Нестеров искал лирическое выражение религиозного переживания, стремясь воплотить, по его словам, «поэзию одиночества, страстного искания счастья, душевной тишины и покоя» [Нестеров 1988: № 236]. Его Пустынник (1889; ГТГ) отражает гармонию между внутренней жизнью человека и природой. В Видении отроку Варфоломею (1890; ил. 5) и в Юности Сергия Радонежского (1892; ил. 6) Нестеров стремился преобразить окрестности Абрамцева и Ахтырки в «святой пейзаж», «полный тихой, неземной радости», отражающий «живое молитвенное чувство» [Нестеров 1988: № 322; 1989: 104, 136].
В апреле 1889 г. Кандинский посетил XVII выставку передвижников в Москве. «Выставка передвижников овладевает чувствами и фантазией, тянет к краскам», – писал он Харузину[70]. Иван-царевич на Сером волке Виктора Васнецова (1889; ГТГ), Пустынник Нестерова, волжские пейзажи Левитана (1888; ГТГ) привлекли тогда всеобщее внимание [Нестеров 1989: 104; Васнецов 1987: 18–19 (№ 1); Левитан 1956: 305–307]. Кандинский же был глубоко потрясен картиной Поленова На Генисаретском озере (ил. 7):
Какую картину Поленов выставил, если бы Вы видели. Горячие тоны южного летнего солнца, зеленое озеро, вдали синеющие горы, раскаленное небо. Дивная красота и Христос. Он идет и он выше и прекраснее самой природы. Лица почти не видно. Все выражение в фигуре. <…> Выше этой картины нет на выставке, но ее почти не замечают, т[ак] к[ак] лица почти не видно. Мне больно за Поленова[71].
Кандинский чувствовал, что Поленов, подчеркнув общие формы и затенив детали, достиг особой выразительности в фигуре одинокого странника, погруженного в себя, духовно доминирующего над природой. Позднее он вспоминал, что «много раз копировал на память Христа Поленова» [Кандинский 1918: 19].
В «Ступенях» Кандинский писал:
Но тогда, в давно ушедшие времена моего студенчества, когда я мог отдавать живописи лишь свободные часы, я все же, вопреки видимой недостижимости, пытался перевести на холст «хор красок» (так выражался я про себя), врывавшийся мне в душу из природы. Я делал отчаянные усилия выразить всю силу этого звучания, но безуспешно [Там же: 15].

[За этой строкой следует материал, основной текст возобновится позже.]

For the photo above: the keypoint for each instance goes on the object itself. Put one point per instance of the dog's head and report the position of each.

Он подчеркивал, что самым сильным его желанием было запечатлеть на холсте собственное переживание образа Москвы в лучах заходящего солнца, в момент, который он называл «самым чудесным часом московского дня»:
Солнце уже низко и достигло той своей высшей силы, к которой оно стремилось весь день, которой оно весь день ожидало. Не долго продолжается эта картина: еще несколько минут и солнечный свет становится красноватым от напряжения, все краснее, сначала холодного красного тона, а потом все теплее. Солнце плавит всю Москву в один кусок, звучащий как труба, сильной рукой потрясающий всю душу. Нет, не это красное единство – лучший московский час. Он только последний аккорд симфонии, развивающей в каждом тоне высшую жизнь, заставляющей звучать всю Москву подобно fortissimo огромного оркестра. Розовые, лиловые, белые, синие, голубые, фисташковые, пламенно-красные дома, церкви – всякая их них как отдельная песнь – бешено зеленая трава, низко гудящие деревья, или на тысячу ладов поющий снег, или allegretto голых веток и сучьев, красное, жесткое, непоколебимое, молчаливое кольцо кремлевской стены, а над нею все превышая собою, подобная торжествующему крику забывшего весь мир аллилуйя, белая длинная стройно-серьезная черта Ивана Великого. И на его длинной, в вечной тоске по небу напряженной шее – золотая глава купола, являющая собою, среди других золотых, серебряных, пестрых звезд обступивших ее куполов, Солнце Москвы [Там же: 12–13].